Compressing IP Forwarding Tables: Realizing Information-theoretical Space Bounds and Fast Lookups Simultaneously

The Internet routing ecosystem is facing compelling scalability challenges, manifested primarily in the rapid growth of IP packet forwarding tables. The forwarding table, implemented at the data plane fast path of Internet routers to drive the packet forwarding process, currently contains about half a million entries and counting. Meanwhile, it needs to support millions of complex queries and updates per second. In this paper, we make the curious observation that the entropy of IP forwarding tables is very small and, what is more, seems to increase at a lower pace than the size of the network. This suggests that a sophisticated compression scheme may effectively and persistently reduce the memory footprint of IP forwarding tables, shielding operators from scalability matters at least temporarily. Our main contribution is such a compression scheme which, for the first time, admits both the required information-theoretical size bounds and attains fast lookups, thanks to aggressive level compression.
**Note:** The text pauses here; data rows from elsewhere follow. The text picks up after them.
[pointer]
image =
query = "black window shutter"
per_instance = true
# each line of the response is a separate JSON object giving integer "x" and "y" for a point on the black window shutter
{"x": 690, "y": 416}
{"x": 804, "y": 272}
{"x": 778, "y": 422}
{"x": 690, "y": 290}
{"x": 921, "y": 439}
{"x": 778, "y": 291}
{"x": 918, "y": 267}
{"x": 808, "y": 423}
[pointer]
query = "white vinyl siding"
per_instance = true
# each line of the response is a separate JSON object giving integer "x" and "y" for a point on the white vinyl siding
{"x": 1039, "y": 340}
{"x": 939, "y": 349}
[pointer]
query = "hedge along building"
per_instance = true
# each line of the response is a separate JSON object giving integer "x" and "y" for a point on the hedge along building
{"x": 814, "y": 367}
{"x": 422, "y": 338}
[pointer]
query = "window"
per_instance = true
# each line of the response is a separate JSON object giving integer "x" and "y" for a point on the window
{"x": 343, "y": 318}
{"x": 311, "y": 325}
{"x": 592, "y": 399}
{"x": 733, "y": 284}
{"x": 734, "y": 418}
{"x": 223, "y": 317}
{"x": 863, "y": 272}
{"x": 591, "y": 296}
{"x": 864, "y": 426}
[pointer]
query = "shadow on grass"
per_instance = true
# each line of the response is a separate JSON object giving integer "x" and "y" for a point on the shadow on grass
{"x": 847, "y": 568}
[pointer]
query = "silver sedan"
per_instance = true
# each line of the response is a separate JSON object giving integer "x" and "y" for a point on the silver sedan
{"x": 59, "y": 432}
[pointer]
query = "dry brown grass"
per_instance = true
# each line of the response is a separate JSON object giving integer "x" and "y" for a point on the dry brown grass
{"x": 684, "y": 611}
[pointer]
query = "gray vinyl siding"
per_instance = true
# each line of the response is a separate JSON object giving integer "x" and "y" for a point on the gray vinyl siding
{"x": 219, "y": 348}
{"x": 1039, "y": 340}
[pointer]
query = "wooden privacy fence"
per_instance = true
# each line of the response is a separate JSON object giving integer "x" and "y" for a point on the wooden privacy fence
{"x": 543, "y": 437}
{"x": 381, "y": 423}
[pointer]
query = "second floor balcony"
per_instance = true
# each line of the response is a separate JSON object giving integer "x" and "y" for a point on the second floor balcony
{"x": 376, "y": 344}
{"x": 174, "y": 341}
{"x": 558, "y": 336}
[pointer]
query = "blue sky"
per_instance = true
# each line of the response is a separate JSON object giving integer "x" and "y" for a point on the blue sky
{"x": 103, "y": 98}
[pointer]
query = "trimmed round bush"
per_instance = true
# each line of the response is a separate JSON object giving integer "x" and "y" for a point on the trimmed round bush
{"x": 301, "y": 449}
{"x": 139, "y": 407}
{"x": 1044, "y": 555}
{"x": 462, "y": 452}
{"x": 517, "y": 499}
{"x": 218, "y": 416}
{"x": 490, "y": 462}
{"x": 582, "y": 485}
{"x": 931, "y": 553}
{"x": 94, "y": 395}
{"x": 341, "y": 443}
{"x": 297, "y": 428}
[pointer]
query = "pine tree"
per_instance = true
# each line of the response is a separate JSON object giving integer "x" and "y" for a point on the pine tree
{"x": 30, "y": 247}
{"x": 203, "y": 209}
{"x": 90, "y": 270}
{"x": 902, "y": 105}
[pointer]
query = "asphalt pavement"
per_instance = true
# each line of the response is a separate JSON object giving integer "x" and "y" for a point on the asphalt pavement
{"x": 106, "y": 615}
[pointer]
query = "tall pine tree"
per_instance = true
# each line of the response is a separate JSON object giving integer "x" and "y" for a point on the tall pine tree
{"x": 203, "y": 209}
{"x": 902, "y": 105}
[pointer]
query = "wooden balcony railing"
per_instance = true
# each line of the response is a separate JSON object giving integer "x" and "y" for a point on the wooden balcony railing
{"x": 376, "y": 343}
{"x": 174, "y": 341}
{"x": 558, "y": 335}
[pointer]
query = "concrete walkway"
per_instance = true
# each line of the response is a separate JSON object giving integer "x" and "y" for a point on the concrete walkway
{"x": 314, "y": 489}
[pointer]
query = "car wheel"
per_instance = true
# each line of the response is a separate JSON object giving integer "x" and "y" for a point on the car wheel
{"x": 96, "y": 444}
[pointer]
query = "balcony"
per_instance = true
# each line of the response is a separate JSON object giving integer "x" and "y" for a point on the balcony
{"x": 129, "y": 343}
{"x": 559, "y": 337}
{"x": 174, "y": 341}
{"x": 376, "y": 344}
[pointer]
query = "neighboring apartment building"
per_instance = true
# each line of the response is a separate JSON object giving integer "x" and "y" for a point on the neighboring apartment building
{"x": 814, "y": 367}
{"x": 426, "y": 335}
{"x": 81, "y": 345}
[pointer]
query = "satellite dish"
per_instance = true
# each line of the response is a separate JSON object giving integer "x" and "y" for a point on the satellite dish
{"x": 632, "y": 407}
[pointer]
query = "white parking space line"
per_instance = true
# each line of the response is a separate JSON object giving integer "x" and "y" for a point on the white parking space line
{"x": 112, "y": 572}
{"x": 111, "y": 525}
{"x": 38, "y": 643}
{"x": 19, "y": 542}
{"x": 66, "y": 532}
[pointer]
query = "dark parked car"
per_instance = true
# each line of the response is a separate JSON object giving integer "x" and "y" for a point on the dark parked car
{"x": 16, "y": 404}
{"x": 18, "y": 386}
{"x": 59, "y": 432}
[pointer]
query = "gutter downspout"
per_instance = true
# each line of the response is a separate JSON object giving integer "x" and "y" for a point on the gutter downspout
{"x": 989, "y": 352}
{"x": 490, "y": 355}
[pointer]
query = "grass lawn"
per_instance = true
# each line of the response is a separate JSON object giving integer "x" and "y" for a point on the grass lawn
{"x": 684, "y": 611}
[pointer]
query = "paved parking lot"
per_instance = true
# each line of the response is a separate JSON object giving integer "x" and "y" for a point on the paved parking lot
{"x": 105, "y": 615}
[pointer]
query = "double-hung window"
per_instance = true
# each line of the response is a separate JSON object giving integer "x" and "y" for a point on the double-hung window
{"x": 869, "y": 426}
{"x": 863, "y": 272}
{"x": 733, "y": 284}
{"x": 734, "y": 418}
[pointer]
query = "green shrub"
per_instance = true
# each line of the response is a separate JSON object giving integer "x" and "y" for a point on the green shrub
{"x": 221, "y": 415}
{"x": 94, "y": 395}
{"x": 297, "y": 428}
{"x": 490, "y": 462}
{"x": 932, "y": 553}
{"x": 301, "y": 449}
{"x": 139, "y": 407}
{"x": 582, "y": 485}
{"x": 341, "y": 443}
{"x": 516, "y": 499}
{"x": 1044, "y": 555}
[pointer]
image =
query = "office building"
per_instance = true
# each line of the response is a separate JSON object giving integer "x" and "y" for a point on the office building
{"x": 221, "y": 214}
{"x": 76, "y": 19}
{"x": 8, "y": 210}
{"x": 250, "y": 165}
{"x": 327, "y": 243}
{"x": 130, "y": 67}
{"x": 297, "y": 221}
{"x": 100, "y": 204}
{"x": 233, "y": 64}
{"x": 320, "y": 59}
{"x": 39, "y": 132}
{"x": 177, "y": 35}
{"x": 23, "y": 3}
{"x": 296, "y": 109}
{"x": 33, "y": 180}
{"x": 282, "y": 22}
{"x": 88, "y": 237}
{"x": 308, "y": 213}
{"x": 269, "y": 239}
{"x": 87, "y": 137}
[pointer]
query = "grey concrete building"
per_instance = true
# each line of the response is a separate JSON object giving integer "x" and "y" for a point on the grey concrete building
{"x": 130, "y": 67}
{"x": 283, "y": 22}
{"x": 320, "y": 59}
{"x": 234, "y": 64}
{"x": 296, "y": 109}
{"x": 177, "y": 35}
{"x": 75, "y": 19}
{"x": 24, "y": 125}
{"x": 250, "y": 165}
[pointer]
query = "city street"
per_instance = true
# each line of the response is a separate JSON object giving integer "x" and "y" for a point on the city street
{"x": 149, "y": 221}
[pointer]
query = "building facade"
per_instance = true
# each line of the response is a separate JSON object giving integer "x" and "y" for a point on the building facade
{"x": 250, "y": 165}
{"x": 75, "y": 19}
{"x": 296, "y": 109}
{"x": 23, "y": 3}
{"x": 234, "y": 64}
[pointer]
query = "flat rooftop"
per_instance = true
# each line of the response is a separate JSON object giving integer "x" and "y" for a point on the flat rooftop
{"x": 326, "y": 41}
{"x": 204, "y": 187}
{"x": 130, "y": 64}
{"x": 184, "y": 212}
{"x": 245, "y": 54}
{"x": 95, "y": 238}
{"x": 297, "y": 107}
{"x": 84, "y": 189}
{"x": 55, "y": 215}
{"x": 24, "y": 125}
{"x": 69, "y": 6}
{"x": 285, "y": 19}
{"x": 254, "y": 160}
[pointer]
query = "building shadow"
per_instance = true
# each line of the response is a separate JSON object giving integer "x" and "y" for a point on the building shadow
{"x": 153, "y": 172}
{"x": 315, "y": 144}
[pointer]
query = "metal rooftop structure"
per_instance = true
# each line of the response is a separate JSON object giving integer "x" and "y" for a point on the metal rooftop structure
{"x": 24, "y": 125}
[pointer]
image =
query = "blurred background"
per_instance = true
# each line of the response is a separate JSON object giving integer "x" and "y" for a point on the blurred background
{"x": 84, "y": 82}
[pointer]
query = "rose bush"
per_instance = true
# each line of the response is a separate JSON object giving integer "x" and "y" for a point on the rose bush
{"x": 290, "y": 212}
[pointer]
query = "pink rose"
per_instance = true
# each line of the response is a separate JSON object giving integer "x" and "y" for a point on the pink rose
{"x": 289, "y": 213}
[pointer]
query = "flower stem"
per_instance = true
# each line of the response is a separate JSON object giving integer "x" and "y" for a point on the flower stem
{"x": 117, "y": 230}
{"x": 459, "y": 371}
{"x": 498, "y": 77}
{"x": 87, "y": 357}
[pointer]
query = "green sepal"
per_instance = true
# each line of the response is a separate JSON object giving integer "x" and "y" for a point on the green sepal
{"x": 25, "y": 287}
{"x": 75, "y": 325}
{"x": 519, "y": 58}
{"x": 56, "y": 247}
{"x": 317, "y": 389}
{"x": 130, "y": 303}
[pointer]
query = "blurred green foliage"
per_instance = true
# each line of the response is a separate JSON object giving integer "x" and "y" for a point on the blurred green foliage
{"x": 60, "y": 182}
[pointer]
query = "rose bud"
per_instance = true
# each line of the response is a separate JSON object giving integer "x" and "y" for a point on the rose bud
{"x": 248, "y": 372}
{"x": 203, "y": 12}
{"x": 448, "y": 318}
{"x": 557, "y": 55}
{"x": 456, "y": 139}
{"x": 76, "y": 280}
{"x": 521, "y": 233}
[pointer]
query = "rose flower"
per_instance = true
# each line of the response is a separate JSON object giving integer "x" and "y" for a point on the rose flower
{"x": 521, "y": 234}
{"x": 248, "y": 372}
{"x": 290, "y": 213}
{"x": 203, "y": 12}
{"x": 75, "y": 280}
Although we find the underlying optimization problem NP-complete, we can still give a lightweight heuristic algorithm with firm approximation guarantees. This allows us to squeeze real IP forwarding tables, comprising almost 500,000 prefixes, to just about 140-200 KBytes of memory within a factor of 2-3 of the entropy bound, so that forwarding decisions take only 8-10 memory accesses on average and updates are supported efficiently. Our compression scheme may be of more general interest, as it is applicable to essentially any prefix tree.